Nurses started trickling in to say goodbye to us, Vincent, and our older daughter. It was extremely bittersweet saying goodbye to everyone we had come to rely on. Those nurses saved our baby, kept him healthy, and loved him as if he was theirs. I will forever be grateful to them. While Mia was saying goodbye to the respiratory therapist and nurses, I was talking to the lactation consultant who was giving me tips to transition to fully breastfeeding. We were getting thrown so much information.
Pediatrician Visit the Next Day
Our pediatrician visit was the following day so we had to make sure to bring certain instructions and discharge papers with us to make it easier for them. I had to make sure that the baby was getting all of his medications on time, as the nurses had been giving him. We had recently gotten a chest freezer to store all of my frozen milk and thank goodness for that. I had so much milk to bring home that it was stacked in a huge cooler that they had to wheel down for us because we couldn’t fit it in a traditional wheelie cooler.

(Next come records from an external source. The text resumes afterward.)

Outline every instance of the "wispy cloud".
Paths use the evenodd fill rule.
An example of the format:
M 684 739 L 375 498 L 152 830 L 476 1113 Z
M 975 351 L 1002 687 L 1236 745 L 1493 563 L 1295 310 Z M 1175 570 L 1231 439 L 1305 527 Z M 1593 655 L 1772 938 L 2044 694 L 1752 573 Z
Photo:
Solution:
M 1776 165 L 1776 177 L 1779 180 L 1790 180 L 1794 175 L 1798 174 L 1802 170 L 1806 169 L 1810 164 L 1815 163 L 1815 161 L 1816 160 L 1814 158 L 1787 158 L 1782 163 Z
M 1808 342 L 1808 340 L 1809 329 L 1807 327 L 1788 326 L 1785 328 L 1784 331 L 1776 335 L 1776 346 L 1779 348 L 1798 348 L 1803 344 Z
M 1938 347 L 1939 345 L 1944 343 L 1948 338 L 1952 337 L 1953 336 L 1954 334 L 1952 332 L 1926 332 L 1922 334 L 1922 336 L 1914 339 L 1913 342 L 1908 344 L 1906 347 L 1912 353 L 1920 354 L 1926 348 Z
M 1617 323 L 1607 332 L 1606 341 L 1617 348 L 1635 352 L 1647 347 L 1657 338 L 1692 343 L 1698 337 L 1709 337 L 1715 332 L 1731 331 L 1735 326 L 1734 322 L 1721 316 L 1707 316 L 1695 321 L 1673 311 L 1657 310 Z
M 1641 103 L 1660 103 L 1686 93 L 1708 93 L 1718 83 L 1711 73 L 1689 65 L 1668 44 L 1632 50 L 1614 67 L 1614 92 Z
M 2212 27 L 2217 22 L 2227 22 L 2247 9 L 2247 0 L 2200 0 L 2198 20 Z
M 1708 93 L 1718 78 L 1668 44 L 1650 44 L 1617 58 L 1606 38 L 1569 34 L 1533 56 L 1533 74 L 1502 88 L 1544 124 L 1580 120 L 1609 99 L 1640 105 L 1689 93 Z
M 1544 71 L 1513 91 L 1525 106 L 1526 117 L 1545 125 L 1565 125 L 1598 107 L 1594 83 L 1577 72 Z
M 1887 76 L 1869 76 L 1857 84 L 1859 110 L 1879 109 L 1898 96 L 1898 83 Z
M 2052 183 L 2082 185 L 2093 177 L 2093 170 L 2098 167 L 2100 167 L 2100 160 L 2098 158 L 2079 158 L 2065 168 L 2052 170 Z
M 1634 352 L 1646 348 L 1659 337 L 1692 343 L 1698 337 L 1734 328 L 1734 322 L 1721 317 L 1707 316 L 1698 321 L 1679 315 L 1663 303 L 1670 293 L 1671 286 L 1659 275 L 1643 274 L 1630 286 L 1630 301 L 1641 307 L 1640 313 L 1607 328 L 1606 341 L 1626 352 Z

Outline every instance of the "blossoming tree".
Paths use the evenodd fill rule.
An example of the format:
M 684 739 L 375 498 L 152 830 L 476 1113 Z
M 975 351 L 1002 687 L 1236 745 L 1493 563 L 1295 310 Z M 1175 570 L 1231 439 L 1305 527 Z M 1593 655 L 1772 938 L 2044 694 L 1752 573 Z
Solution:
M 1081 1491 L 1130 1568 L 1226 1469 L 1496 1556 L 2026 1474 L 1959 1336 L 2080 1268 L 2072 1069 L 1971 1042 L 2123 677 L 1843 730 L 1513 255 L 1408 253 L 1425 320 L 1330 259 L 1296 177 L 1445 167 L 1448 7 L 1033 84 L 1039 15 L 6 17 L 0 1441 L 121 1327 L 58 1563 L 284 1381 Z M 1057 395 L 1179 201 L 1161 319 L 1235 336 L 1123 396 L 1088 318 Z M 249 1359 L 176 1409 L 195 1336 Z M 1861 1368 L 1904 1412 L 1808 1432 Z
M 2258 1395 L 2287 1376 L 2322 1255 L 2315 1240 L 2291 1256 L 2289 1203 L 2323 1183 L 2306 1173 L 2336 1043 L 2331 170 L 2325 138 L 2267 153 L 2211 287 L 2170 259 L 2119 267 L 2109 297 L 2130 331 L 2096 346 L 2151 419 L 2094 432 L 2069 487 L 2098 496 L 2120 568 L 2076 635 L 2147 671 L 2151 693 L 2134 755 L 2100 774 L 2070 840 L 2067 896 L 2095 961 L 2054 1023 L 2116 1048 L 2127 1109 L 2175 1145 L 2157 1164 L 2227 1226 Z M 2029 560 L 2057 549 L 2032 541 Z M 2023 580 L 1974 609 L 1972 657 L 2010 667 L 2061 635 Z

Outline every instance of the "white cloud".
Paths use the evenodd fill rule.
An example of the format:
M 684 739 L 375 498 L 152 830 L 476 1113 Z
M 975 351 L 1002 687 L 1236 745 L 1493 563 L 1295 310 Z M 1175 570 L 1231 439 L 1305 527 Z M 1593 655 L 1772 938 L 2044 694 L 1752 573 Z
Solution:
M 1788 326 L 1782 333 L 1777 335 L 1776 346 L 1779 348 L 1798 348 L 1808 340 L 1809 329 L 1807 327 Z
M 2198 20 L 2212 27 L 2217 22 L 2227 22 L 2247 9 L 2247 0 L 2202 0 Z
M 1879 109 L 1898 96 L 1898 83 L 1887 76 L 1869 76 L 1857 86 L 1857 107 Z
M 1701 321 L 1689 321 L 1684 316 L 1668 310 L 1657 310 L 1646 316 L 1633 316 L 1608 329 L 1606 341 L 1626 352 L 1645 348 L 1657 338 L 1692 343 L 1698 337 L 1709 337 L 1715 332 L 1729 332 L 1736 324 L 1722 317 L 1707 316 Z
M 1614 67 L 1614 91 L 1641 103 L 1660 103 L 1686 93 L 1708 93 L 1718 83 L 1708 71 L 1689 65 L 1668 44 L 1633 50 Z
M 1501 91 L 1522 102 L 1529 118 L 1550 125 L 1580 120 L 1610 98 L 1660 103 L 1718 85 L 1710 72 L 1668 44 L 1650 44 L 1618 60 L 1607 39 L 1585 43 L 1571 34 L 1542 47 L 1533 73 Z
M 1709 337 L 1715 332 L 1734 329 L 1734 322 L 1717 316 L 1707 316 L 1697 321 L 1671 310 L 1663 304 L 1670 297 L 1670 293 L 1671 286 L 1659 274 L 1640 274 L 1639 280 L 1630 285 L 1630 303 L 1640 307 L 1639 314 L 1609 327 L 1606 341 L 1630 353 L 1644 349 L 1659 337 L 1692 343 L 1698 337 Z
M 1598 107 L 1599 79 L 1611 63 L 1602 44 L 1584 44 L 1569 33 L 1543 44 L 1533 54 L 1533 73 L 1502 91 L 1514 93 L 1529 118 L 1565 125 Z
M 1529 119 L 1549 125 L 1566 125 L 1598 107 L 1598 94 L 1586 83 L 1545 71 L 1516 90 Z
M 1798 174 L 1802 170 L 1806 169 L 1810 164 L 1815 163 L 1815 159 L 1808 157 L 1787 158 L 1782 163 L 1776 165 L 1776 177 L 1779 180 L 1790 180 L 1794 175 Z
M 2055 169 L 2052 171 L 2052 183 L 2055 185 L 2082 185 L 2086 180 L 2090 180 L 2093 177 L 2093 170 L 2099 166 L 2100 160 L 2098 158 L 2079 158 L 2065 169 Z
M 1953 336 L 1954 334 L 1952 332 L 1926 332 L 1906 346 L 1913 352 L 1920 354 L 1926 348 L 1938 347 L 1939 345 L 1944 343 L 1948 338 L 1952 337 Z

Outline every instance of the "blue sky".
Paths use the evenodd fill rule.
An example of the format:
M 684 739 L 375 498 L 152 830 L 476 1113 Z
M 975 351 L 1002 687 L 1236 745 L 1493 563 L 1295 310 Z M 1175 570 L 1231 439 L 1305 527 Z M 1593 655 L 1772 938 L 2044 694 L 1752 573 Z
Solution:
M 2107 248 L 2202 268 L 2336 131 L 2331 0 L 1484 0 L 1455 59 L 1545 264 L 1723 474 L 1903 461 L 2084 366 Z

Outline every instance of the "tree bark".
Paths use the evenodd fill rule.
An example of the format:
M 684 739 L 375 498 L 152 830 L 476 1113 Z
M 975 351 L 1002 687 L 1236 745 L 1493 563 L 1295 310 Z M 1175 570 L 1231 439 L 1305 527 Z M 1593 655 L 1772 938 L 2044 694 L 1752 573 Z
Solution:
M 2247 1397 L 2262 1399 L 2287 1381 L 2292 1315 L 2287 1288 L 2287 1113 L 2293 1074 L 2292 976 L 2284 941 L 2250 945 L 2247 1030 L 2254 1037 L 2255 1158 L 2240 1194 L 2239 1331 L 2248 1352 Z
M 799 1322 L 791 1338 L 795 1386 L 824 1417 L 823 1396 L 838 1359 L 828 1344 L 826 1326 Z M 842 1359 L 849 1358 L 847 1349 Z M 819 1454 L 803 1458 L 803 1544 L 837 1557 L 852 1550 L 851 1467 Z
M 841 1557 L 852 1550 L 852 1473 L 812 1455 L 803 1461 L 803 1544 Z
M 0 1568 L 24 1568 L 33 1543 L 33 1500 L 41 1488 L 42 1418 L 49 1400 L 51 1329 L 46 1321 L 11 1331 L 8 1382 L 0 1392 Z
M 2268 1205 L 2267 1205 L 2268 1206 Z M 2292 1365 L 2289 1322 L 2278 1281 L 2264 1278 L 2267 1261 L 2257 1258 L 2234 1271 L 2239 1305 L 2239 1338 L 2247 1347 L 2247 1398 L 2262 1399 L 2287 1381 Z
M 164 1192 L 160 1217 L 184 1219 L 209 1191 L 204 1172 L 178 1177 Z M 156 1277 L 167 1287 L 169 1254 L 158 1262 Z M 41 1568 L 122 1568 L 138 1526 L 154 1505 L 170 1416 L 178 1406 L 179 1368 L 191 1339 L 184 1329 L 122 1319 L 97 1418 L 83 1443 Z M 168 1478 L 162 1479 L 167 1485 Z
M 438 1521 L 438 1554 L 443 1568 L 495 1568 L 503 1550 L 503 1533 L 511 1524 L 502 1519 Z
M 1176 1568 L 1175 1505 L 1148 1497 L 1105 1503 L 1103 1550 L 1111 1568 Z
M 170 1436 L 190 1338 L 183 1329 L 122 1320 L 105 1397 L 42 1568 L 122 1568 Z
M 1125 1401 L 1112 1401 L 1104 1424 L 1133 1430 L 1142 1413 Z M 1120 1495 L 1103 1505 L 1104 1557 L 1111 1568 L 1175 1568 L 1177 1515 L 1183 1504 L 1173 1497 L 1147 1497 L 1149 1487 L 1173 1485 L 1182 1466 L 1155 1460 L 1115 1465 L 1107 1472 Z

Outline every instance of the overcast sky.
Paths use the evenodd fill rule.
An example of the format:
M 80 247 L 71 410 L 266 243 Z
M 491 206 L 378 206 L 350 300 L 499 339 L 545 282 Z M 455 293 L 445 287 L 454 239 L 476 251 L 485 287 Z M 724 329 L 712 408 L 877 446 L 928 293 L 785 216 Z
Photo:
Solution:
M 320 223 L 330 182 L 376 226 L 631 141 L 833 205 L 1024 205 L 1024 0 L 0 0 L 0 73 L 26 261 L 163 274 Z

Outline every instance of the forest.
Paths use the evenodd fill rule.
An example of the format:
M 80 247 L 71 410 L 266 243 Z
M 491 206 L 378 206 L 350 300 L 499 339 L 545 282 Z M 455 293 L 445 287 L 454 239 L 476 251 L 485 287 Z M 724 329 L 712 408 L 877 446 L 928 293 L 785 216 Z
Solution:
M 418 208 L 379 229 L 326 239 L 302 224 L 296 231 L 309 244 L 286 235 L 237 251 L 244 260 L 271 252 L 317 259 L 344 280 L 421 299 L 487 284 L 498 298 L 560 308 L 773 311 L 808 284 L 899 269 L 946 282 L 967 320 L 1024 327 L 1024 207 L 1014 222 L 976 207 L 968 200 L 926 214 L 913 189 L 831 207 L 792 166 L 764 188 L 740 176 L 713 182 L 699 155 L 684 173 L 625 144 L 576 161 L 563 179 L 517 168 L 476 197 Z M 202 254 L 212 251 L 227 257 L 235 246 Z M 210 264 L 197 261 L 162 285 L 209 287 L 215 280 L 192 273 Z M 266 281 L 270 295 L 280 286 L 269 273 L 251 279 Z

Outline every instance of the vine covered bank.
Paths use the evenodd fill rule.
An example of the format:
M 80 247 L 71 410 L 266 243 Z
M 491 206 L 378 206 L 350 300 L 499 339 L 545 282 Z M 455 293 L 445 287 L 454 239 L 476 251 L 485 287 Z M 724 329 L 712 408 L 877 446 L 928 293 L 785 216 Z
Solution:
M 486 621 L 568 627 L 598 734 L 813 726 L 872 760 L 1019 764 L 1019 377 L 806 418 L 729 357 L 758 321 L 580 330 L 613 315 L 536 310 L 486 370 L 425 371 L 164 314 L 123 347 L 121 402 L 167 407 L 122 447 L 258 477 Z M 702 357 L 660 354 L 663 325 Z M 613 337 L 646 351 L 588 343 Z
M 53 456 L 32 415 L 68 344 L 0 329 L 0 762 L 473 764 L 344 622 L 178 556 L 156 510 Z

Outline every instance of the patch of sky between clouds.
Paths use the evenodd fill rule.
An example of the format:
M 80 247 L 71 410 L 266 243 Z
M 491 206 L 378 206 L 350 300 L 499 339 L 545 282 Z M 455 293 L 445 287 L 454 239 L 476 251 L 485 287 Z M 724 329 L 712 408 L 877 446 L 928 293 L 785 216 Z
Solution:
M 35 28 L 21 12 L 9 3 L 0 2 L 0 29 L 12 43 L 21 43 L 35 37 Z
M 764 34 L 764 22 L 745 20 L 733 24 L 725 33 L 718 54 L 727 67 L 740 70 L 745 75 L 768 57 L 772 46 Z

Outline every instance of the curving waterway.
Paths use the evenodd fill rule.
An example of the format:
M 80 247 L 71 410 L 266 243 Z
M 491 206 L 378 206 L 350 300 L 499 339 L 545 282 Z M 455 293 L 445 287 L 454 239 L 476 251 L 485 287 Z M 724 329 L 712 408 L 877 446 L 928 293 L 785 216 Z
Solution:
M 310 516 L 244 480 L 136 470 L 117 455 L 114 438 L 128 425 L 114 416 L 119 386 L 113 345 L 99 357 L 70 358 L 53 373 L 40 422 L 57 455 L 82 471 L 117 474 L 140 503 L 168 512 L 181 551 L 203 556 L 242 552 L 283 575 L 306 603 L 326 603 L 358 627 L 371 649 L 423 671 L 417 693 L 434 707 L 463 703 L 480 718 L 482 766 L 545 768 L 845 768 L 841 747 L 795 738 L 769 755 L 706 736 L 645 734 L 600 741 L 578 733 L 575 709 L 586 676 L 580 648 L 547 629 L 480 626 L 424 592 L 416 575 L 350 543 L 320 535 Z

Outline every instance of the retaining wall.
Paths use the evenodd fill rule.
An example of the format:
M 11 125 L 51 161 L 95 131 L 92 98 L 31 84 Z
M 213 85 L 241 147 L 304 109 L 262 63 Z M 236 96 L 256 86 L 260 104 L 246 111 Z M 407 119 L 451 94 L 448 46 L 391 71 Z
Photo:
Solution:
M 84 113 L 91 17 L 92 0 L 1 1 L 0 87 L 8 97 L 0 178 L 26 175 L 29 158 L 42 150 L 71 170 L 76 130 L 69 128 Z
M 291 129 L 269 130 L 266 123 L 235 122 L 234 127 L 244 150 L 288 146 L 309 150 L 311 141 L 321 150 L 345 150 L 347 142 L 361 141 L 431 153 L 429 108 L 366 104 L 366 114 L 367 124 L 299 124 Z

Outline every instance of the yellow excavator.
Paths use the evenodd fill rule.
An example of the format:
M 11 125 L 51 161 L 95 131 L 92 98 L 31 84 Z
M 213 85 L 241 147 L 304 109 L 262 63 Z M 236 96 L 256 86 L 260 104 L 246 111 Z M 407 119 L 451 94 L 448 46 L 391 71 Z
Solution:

The car ride home was less scary than our first-born’s – I was also pretty well healed by now. We stopped at subway to get some sandwiches while it was thundering and raining outside. I remember thinking it was such a beautiful stormy day but I needed to just be home already.
And Beyond
Nights were scary. The constant getting up with a newborn was exhausting. We have an owlet monitor that is able to track his oxygen saturations and heart rate. He had stridor while in the hospital so anytime I heard a little squeak I would wake up. Even with this, I felt more at peace with having the owlet anklet on.
There are a lot of specialties I had to visit and make appointments for. Not to mention the medications I needed to get and keep track of. We asked for a physical therapy referral and were able to get one. I was told how to stretch him and what to work on.
From here on out there will be even MORE appointments. I won’t have the help of friends or family. My husband will be working long hours. I will have to drag my daughter around with me to all these appointments. Everything might be exhausting but we are so incredibly thankful for him to be home and will do whatever it takes to continue his recovery and strength.